Jason Brown updated CASSANDRA-1632:
-----------------------------------

    Attachment: threadAff_writes.txt
                threadAff_reads.txt

Attaching files with representative samples of the testing results.

> Thread workflow and cpu affinity
> --------------------------------
>
>                 Key: CASSANDRA-1632
>                 URL: https://issues.apache.org/jira/browse/CASSANDRA-1632
>             Project: Cassandra
>          Issue Type: Improvement
>          Components: Core
>            Reporter: Chris Goffinet
>            Assignee: Jason Brown
>              Labels: performance
>         Attachments: threadAff_reads.txt, threadAff_writes.txt
>
>
> Here are some thoughts I wanted to write down, we need to run some serious benchmarks to see the benefits:
> 1) All thread pools for our stages use a shared queue per stage.
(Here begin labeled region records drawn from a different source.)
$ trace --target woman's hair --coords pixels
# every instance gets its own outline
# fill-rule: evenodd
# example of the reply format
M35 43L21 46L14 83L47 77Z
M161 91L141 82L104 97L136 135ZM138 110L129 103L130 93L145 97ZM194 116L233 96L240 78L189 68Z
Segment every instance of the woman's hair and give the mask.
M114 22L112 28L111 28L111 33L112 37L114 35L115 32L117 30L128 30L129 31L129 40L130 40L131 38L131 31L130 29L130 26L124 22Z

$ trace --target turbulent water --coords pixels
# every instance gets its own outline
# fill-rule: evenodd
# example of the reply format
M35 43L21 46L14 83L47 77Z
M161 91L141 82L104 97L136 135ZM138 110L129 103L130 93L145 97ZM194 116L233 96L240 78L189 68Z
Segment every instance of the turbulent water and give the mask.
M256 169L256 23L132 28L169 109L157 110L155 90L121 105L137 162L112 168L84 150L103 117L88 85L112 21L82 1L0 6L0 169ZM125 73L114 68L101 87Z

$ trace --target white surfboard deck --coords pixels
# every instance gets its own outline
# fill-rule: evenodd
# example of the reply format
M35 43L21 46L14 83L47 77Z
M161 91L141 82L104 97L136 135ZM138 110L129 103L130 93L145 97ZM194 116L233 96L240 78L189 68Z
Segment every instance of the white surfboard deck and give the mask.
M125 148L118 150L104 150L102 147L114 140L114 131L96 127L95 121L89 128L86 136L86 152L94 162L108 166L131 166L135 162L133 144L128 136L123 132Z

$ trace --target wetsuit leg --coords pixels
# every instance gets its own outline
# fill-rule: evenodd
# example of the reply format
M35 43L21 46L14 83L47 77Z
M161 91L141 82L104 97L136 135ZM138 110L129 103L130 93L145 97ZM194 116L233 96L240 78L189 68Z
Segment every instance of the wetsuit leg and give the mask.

For some stages we could move to a model where each thread has its own queue. This would reduce lock contention on the shared queue. This workload only suits the stages that have no variance, else you run into thread starvation. Some stages that this might work: ROW-MUTATION.
> 2) Set cpu affinity for each thread in each stage. If we can pin threads to specific cores, and control the workflow of a message from Thrift down to each stage, we should see improvements on reducing L1 cache misses. We would need to build a JNI extension (to set cpu affinity), as I could not find anywhere in JDK where it was exposed. 
> 3) Batching the delivery of requests across stage boundaries. Peter Schuller hasn't looked deep enough yet into the JDK, but he thinks there may be significant improvements to be had there. Especially in high-throughput situations. If on each consumption you were to consume everything in the queue, rather than implying a synchronization point in between each request.